Raw Turkish delight doughnuts


Inspiration for today’s bite-sized treats comes from Donna Hay’s recipe for raw Turkish delight doughnuts. I adapted her original recipe and was so happy with how they turned out. They’re deliciously nutty and chewy, yum! The doughnuts are topped with dark chocolate which makes them extra decadent, but you could leave this off if you prefer. The Turkish delight element comes from a dash of rosewater which is added to the dark chocolate, giving it a delicate floral flavour.



Not only are these raw doughnuts totally luscious, but they pack a nutritional punch too. They’re also easy to prepare in your food processor – no baking required! Get the kids to help you roll and shape the doughnuts and to decorate them once they’ve had their dark chocolate dipping.

Store your raw doughnuts in the fridge for up to a week or pop them in the freezer and you’ll have snacks a plenty for the week.




  • 220g raw almonds
  • 40g shelled pistachios
  • 30ml (2 tbsp) cocoa powder
  • 30ml (2 tbsp) psyllium husks
  • 30ml (2 tbsp) goji berries
  • 200g pitted dates
  • 60ml (¼ cup) honey
  • 30ml (2 tbsp) coconut flakes, to decorate
  • 30ml (2 tbsp) shelled pistachios, to decorate
  • 100g 70% dark chocolate
  • 2.5ml (½ tsp) rosewater

1.) Line a baking tray with paper. Place the almonds, pistachios, cocoa, psyllium husks, goji berries, dates and honey into a food processor. Process for 1-2 minutes until the ingredients are finely chopped and well combined.

2.) Divide the mixture into 12 equal pieces. Roll each piece into a ball, flatten slightly and use the handle of a wooden spoon to make a hole in the middle of each one. Arrange the doughnuts on the tray and refrigerate for 15 minutes.

3.) Next prepare the decorations. Toast the coconut flakes in a dry pan until lightly golden. Allow to cool for a few minutes then chop. Chop the pistachios. Set aside.

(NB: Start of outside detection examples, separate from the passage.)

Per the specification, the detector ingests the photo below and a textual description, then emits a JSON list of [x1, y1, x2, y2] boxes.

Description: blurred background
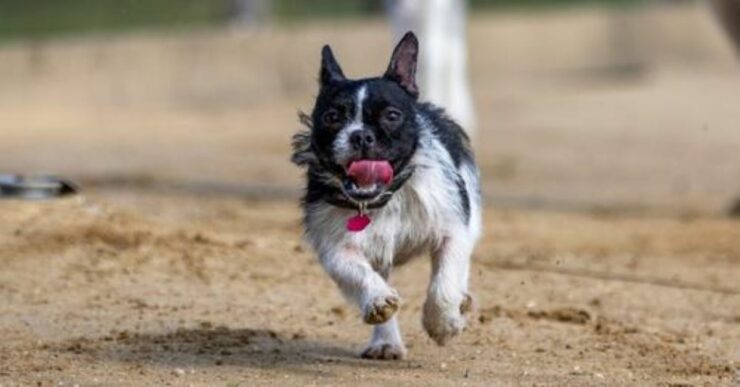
[[0, 0, 740, 215]]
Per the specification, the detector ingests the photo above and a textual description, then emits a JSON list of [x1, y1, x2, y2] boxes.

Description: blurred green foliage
[[0, 0, 639, 40]]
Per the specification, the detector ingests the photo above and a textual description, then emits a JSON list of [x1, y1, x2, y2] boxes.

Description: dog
[[292, 32, 481, 360]]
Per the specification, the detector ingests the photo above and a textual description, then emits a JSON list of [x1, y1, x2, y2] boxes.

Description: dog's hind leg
[[321, 246, 400, 325], [422, 230, 475, 345]]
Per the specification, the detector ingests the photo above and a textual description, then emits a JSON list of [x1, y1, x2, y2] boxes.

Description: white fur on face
[[306, 108, 481, 349], [332, 85, 367, 165]]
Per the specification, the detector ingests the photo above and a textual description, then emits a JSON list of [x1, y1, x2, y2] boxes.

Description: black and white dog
[[293, 32, 481, 359]]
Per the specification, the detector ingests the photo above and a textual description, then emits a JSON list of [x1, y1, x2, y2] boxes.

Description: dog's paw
[[460, 293, 475, 316], [421, 294, 473, 345], [360, 341, 406, 360], [363, 295, 401, 325]]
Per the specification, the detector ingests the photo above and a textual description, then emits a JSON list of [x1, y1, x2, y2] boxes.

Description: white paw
[[360, 341, 406, 360], [421, 294, 473, 345], [362, 295, 401, 325]]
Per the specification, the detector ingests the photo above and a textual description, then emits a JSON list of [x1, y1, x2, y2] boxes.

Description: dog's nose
[[349, 130, 375, 151]]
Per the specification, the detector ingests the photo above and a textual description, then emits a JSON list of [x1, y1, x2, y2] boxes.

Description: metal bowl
[[0, 175, 78, 199]]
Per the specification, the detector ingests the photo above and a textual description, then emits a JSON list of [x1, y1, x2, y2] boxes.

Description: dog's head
[[293, 32, 420, 206]]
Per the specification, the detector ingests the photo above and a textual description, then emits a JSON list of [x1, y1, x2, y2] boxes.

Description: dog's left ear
[[319, 45, 347, 86], [384, 31, 419, 98]]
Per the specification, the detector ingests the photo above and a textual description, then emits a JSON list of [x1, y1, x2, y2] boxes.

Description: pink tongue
[[347, 160, 393, 187]]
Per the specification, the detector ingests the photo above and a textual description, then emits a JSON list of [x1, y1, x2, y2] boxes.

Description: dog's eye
[[321, 109, 342, 126], [383, 108, 403, 124]]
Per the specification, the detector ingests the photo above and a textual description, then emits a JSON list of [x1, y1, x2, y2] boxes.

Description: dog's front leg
[[321, 244, 400, 325], [422, 230, 475, 345]]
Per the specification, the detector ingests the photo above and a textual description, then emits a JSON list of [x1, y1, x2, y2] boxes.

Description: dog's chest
[[355, 172, 449, 264]]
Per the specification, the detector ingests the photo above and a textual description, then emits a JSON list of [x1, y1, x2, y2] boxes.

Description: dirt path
[[0, 192, 740, 386]]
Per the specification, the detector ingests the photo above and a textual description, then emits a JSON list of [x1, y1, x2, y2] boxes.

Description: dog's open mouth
[[344, 160, 393, 202]]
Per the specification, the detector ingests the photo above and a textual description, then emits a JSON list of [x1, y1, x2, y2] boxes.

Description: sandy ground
[[0, 196, 740, 386], [0, 3, 740, 386]]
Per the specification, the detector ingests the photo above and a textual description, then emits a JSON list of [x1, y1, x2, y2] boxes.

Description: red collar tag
[[347, 214, 370, 232]]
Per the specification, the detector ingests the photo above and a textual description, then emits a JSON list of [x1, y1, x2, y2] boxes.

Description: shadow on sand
[[54, 326, 414, 374]]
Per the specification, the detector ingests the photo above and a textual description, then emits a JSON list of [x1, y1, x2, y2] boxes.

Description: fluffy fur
[[293, 33, 481, 359]]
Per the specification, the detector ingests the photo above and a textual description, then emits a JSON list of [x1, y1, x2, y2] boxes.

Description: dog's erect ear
[[319, 45, 347, 86], [385, 31, 419, 98]]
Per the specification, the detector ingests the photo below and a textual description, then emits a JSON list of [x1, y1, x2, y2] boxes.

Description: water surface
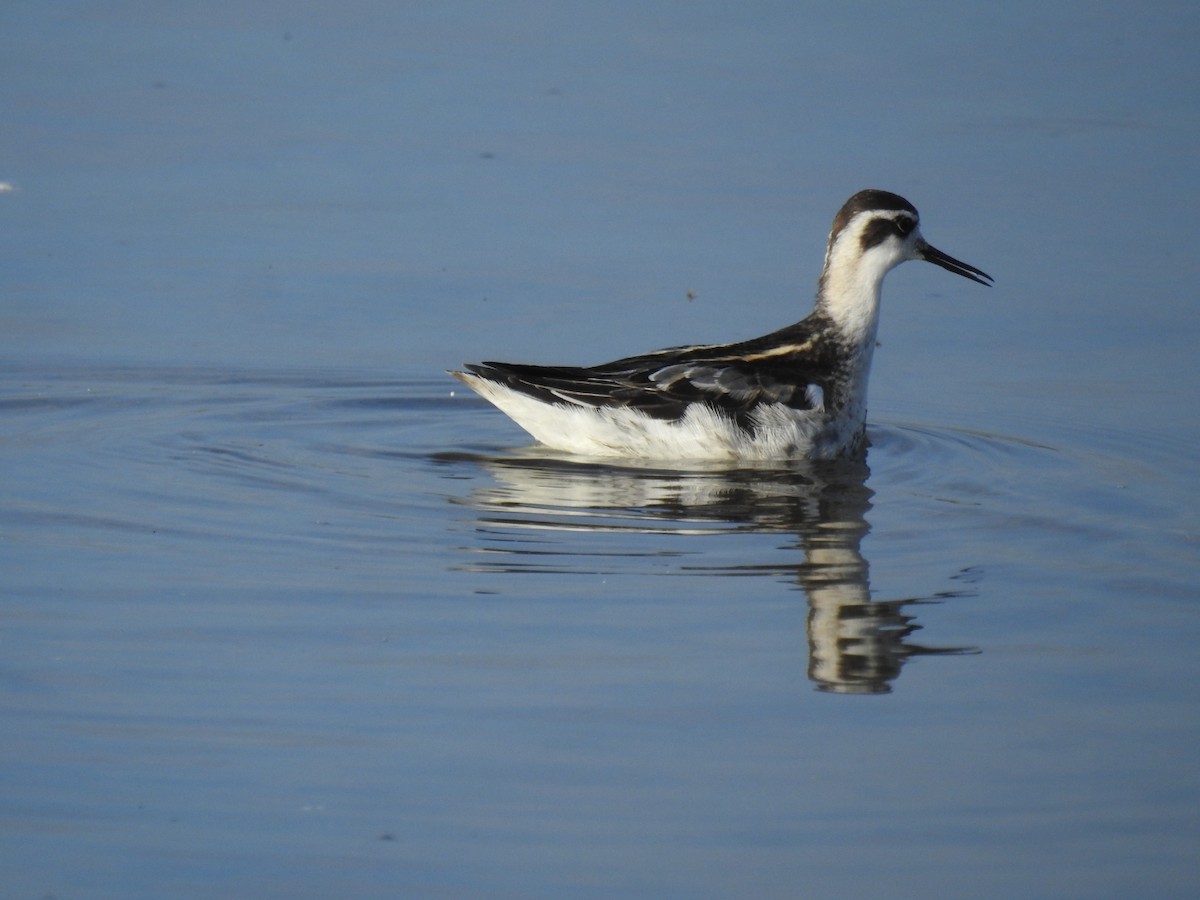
[[0, 0, 1200, 898]]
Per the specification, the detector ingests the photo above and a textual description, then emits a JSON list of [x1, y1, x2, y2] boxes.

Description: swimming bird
[[451, 190, 992, 461]]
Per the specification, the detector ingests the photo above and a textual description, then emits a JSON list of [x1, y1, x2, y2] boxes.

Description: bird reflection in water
[[437, 450, 978, 694]]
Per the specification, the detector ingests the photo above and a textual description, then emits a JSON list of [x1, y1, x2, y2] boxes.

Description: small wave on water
[[7, 368, 1195, 692]]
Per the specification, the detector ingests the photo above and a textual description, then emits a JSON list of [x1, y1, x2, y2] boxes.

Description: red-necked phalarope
[[451, 191, 992, 460]]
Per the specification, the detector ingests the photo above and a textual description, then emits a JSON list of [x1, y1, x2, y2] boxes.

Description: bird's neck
[[814, 258, 884, 355]]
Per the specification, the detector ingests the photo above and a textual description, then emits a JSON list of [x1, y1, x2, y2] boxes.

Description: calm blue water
[[0, 2, 1200, 898]]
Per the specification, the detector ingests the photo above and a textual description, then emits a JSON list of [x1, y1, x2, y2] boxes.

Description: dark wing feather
[[467, 317, 833, 419]]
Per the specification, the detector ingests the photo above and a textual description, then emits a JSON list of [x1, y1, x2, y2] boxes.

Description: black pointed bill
[[920, 244, 995, 287]]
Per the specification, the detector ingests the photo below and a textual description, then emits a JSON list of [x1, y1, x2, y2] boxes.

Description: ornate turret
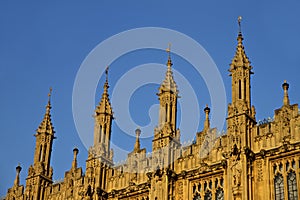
[[25, 88, 55, 200], [133, 128, 141, 152], [153, 47, 179, 150], [282, 80, 290, 106], [94, 67, 113, 160], [229, 17, 253, 112], [227, 17, 256, 199]]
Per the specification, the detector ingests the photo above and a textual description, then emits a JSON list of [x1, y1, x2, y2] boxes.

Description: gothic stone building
[[5, 20, 300, 200]]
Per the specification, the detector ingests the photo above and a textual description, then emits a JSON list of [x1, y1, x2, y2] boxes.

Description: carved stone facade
[[5, 19, 300, 200]]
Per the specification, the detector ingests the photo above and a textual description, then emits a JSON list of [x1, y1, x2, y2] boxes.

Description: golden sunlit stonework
[[5, 18, 300, 200]]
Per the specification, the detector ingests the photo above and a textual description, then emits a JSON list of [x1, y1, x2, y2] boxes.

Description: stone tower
[[149, 48, 180, 200], [227, 17, 256, 199], [25, 88, 55, 200], [85, 67, 113, 200]]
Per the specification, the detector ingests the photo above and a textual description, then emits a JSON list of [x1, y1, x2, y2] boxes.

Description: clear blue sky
[[0, 0, 300, 196]]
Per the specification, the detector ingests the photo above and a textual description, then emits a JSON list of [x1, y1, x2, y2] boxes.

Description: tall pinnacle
[[14, 164, 22, 186], [203, 105, 210, 132], [282, 80, 290, 106], [72, 147, 79, 169], [133, 128, 141, 152], [95, 66, 112, 115], [229, 16, 252, 72], [37, 87, 55, 135], [160, 44, 178, 93]]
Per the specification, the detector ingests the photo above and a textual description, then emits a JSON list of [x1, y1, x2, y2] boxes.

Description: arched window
[[274, 174, 284, 200], [287, 171, 298, 200], [193, 192, 201, 200], [216, 188, 224, 200], [204, 191, 212, 200]]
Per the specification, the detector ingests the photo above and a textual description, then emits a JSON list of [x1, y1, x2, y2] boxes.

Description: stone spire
[[133, 128, 141, 152], [229, 17, 253, 109], [282, 80, 290, 106], [94, 67, 113, 160], [229, 17, 252, 72], [160, 45, 178, 94], [72, 147, 79, 169], [36, 88, 55, 135], [95, 67, 112, 115], [203, 105, 210, 132], [14, 164, 22, 186]]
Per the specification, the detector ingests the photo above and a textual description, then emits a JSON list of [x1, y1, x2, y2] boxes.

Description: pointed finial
[[72, 147, 79, 169], [282, 80, 290, 105], [103, 66, 109, 94], [238, 16, 242, 33], [48, 87, 52, 102], [105, 66, 109, 82], [166, 43, 173, 67], [14, 163, 22, 186], [203, 104, 210, 132], [134, 128, 141, 152]]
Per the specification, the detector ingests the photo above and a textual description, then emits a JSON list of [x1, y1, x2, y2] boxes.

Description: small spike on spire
[[282, 80, 290, 106], [103, 66, 109, 94], [133, 128, 141, 152], [14, 163, 22, 186], [72, 147, 79, 169], [238, 16, 242, 33], [166, 43, 173, 67], [203, 104, 210, 132], [95, 66, 112, 115], [160, 44, 178, 93], [37, 87, 55, 135]]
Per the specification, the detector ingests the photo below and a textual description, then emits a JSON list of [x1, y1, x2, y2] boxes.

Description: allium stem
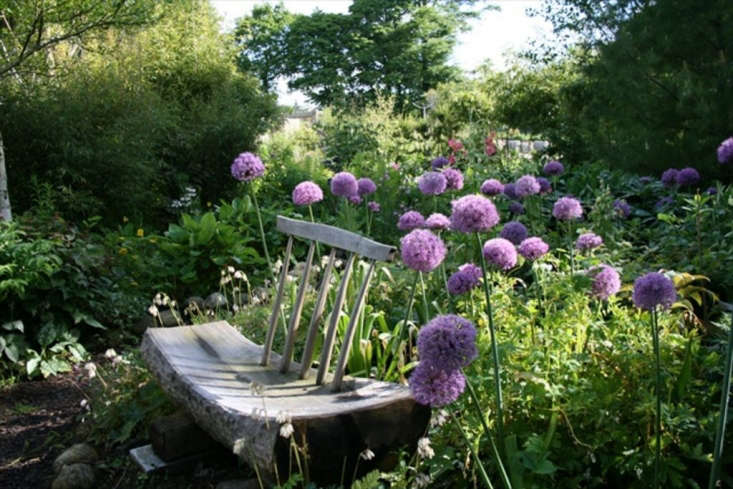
[[708, 304, 733, 489], [476, 233, 504, 452], [651, 306, 662, 489]]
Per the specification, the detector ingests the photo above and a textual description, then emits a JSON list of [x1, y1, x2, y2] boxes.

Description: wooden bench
[[141, 216, 430, 483]]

4.) Chop the dark chocolate up finely and melt. Stir in the rosewater and mix well. Dip the top of each doughnut in the chocolate, sprinkle with coconut or pistachios (or both!) and place back on the tray. Once all the doughnuts have been decorated pop the tray back in the fridge so that the chocolate can set before serving. Store in the fridge.